7201 sayılı Tebligat Kanunu ve Hukuk Muhakemeleri Kanunu’nda tebligatın UYAP sistemi üzerinden öğrenileceğine yönelik bir düzenleme bulunmamaktadır. Usulüne uygun olarak duruşma gününün tebliğinin, 7201 sayılı Tebligat Kanunu hükümlerine göre yapılması gerekmekte olup, eldeki dava dosyasında duruşma gününün davacıya bu usulde tebliğ edildiğine ilişkin tebliğ mazbatası bulunmadığı gibi UYAP sistemi ile duruşma gününün davacıya bildirildiğine yönelik bir kayıt da yer almamaktadır.
Bu anlamda mazereti nedeniyle duruşmaya katılmayan tarafa yeni duruşma gününün yöntemince tebliği zorunlu olup “duruşma gününün UYAP sisteminden öğrenilmesine”, “duruşma gününün kalemden öğrenilmesi” gibi bildirimler usule uygun olmadığı gibi tarafın duruşma gününün bu şekilde kendisine bildirilmesi yönündeki taleplerine de bu anlamda değer verilemez (Y19HD., 10.07.2006 tarih, 2006/5465 Esas, 2006/7540 Karar; Y21HD., 08.02.2011 tarih, 2010/808 Esas, 2011/833 Karar; Y16HD., 09.06.2005 tarih, 2005/9397 Esas, 2005/5108 Karar). Tebligat usulüne uygun yapılmamışsa, tarafların duruşmaya gelmemesi halinde dosyanın işlemden kaldırılması kararı verilemez.
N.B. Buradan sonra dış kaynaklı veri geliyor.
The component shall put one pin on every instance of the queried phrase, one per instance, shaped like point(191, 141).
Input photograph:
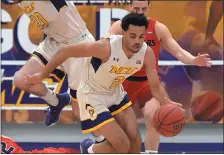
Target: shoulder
point(116, 28)
point(161, 30)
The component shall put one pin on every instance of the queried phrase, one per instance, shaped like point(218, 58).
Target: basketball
point(169, 120)
point(207, 107)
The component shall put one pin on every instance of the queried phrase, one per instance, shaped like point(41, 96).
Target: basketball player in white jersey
point(104, 105)
point(61, 22)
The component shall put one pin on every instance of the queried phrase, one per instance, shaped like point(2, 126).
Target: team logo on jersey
point(116, 59)
point(138, 62)
point(91, 112)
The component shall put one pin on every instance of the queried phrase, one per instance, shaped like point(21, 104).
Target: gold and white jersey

Çünkü ilgilinin duruşmaya gidebilmesi için öncelikle duruşmaya çağırıldığını ve ayrıca hangi gün ve saatte, nerede bulunacağını bilmesi gerekir.
Netice olarak, 14/09/2020 tarihinde dosyanın işlemden kaldırılması doğru olmadığından, 24/11/2021 tarihinde ikinci kez davanın takipsiz bırakılması nedeniyle davanın açılmamış sayılması yönünde verilen karar isabetli değildir.
Bu itibarla, ilk derece mahkemesince usule aykırı olarak verilen davanın açılmamış sayılması kararının 6100 Sayılı HMK’nun 353/1-a-5. bendi gereğince kaldırılmasına ve davanın yeniden görülmesi için dosyanın mahkemesine gönderilmesine karar vermek gerekmiştir.
HÜKÜM: Yukarıda açıklanan nedenlerle,
1-Davacı vekilinin istinaf başvurusunun KABULÜNE,
2- Gaziantep 2. Asliye Ticaret Mahkemesince verilen 24/11/2021 tarih ve 2019/349 E., 2021/911 K. sayılı kararın KALDIRILMASINA,
3-Dosyanın mahal mahkemesine GÖNDERİLMESİNE,
4-İstinaf başvurma harcı dışında istinaf peşin karar harcı olarak alınan harcın isteği halinde davacıya İADESİNE,
5-İstinaf yargılama giderlerinin ilk derece mahkemesince yeniden verilecek kararda dikkate alınmasına,
6-6100 Sayılı HMK’ nun 359/3. Maddesi uyarınca kararın ilk derece mahkemesince taraflara tebliğine,
HMK’nın 353/1-a maddesine göre kesin olmak üzere 20/04/2022 tarihinde oy birliği ile karar verildi.


Başkan

e-imzalıdır.

Üye

e-imzalıdır.

Üye

e-imzalıdır.

Katip

e-imzalıdır.

NOT: BU BELGE ELEKTRONİK İMZA İLE İMZALANMIŞ OLUP AYRICA ISLAK İMZA UYGULANMAYACAKTIR. “5070 Sayılı Yasanın 5. ve 22. maddeleri gereğince elektronik imza ile oluşturulan belgeler elle atılan ıslak imza ile aynı hukuki sonucu doğurur.”